Industri Rumah Tangga. Industri rumah tangga adalah industri yang
menggunakan tenaga kerja kurang dari empat orang. Industri ini juga
mempunyai modal yang terbatas. Tenaga kerja biasanya berasal dai
keluarga pemilik atau pengelola industri. Contoh industri rumah tangga
antara lain industri temped an tahu, industri makanan ringan dan industri
kerajinan.
2.
Industri kecil. Industri kecil memiliki tenaga kerja antara 5 sampai 19 orang.

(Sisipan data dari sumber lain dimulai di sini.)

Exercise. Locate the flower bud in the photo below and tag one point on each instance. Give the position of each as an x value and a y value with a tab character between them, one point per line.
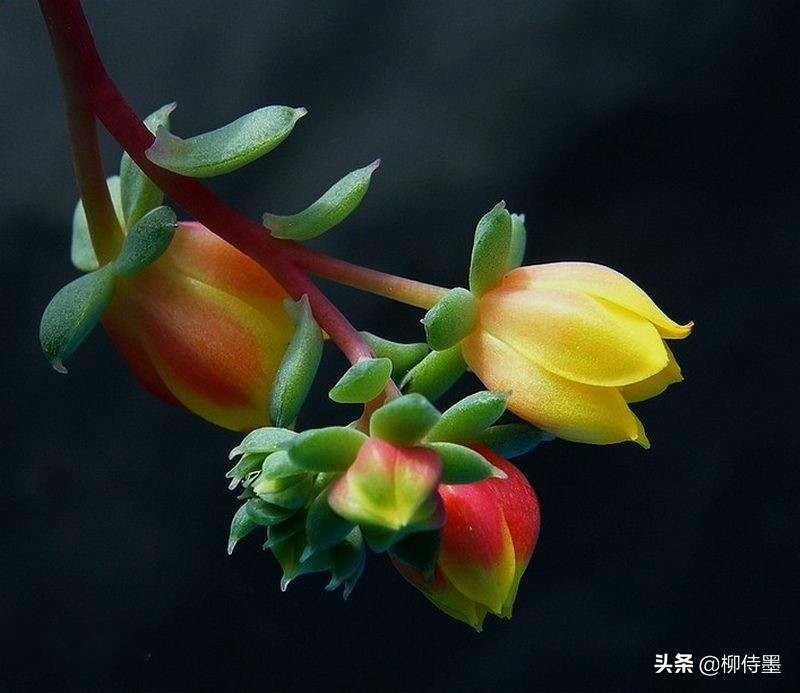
203	327
487	540
574	343
389	491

Ciri lainnya adalah industri kecil memiliki modal yang relatif kecil. Tenaga
kerja yang digunakan biasanya berasal dari lingkungan sekitar atau masih
20
mempunyai hubungan saudara dengan pemilik industri. Contoh industri ini
adalah industri genteng, industri batubara dan industri pengolahan rotan.
3.
Industri sedang. Industri sedang memiliki tenaga kerja sekitar 20 sampai 99
orang. Industri sedang menggunakan modal yang cukup besar. Tenaga kerja
yang digunakan memilki keterampilan tertentu dan pimpinan perusahaan
memiliki kemampuan manajerial tertentu, contohnya adalah industri
konveksi, industri border dan industri keramik.
4.
Industri besar. Industri besra meiliki jumlah tenaga kerja lebih dari 100 orang.

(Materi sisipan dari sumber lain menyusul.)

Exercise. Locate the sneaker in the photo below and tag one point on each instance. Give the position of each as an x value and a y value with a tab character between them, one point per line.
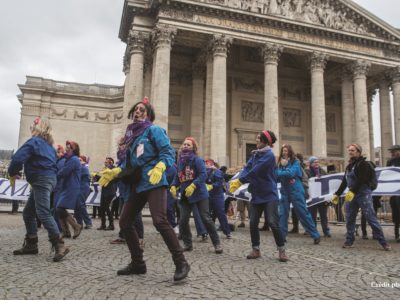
218	249
347	245
254	254
118	241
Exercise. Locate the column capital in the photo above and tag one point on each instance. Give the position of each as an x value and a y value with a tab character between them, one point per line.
163	36
318	61
360	68
394	74
271	53
220	44
137	40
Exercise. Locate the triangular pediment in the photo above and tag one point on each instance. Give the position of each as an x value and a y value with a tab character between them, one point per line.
341	15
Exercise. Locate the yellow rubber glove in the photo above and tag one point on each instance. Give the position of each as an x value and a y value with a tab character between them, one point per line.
335	199
234	185
173	191
349	196
190	190
156	173
12	181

Industri besar memiliki modal yang besar yang dihimpun secara kolektif
dalam bentuk pemilikan saham. Tenaga kerja harus memiliki keahlian
khusus dan pemimpin perusahaan dipilih melalui uji kemampuan dan
kelayakan, contohnya industri tekstil, industri mobil dan industri pesawat
terbang.
Klasifikasi Industri Berdasarkan Proses Produksi
Berdasarkan proses produksi, industri dapat dikategorikan menjadi dua jenis,
yaitu:
1.
Industri hulu. Industri hulu adalah industri yang hanya mengolah bahan
mentah menjadi barang setengah jadi. Industri hulu menyediakan bahan
baku untuk industri lain, misalnya industri kau lapis, industri pemintalan dan
industri baja.
2.
Industri hilir. Industri hilir mengolah barang setengah jadi menjadi barang
atau bahan yang dapat langsung dipakai atau dimanfaatkan oleh onsumen,
misalnya industri pesawat terbang, industri otomotif dan industri konveksi.

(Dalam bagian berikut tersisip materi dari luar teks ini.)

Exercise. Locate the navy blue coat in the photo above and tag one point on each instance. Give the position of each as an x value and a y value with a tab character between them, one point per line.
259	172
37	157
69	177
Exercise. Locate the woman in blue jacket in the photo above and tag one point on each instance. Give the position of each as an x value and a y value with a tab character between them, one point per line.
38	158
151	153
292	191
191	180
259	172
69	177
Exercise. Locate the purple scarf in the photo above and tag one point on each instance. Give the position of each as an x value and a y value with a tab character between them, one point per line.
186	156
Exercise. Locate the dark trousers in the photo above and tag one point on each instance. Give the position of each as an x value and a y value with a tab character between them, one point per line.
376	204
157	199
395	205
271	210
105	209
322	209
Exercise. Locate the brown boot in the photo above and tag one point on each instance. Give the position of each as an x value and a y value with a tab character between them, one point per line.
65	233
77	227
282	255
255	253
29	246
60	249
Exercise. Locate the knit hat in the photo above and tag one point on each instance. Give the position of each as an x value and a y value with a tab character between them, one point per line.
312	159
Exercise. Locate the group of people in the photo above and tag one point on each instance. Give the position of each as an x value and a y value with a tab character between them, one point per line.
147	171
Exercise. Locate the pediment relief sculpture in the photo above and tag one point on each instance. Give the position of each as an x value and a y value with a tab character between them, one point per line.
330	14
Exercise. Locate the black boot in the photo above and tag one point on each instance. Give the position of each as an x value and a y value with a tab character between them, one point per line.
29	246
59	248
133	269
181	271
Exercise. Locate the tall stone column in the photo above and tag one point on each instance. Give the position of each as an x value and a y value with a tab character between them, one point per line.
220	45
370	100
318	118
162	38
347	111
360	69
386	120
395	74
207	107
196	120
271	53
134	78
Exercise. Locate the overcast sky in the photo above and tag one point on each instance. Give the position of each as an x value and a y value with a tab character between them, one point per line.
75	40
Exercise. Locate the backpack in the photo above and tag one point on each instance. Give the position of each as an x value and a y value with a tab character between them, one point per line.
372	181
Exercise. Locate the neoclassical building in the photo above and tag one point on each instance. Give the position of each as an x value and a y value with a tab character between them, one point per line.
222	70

Klasifikasi Industri Berdasarkan Modal yang Digunakan
Berdasarkan modal yang digunakan, industri dapat dikategorikan menjadi
tiga kategori, yaitu:
1.
Industri dengan penanaman modal dalam negeri (PMDN). Industri ini
memperoleh modal dari pengusaha atau pemerintah nasional (dalam
negeri), misalnya industri kerajinan, industri pariwisata dan industri makanan.
2.
Industri dengan penanaman modal asing (PMA). Industri ini memperoleh
modal dari penanaman modal asing, misalnya industri komunkasi, industri
perminyakan dan industri pertambangan.
3.
Industri dengan modal patungan (Joint Venture). Industri ini memperoleh
modal dari kerja sama antara PMDN dan PMA, misalnya adalah industri
otomotif dan industri tarnsportasi.
21
Klasifikasi Industri Berdasarkan Subjek Pengelola
Berdasarkan subjek pengelolanya, industri dapat dikategorikan menjadi dua
kategori, yaitu:
1.
Industri Rakyat, yaitu industri yang dikelola dan merupakan milik rakyat,
misalnya industri kerajinan dan industri makanan tradisional.
2.
Industri Negara, yaitu idustri yang dikelola dan merupakan milik negara atau
dikenal dengan istilah badan usaha milik negara (BUMN), misalnya industri
baja, industri pertambangan dan industri transportasi.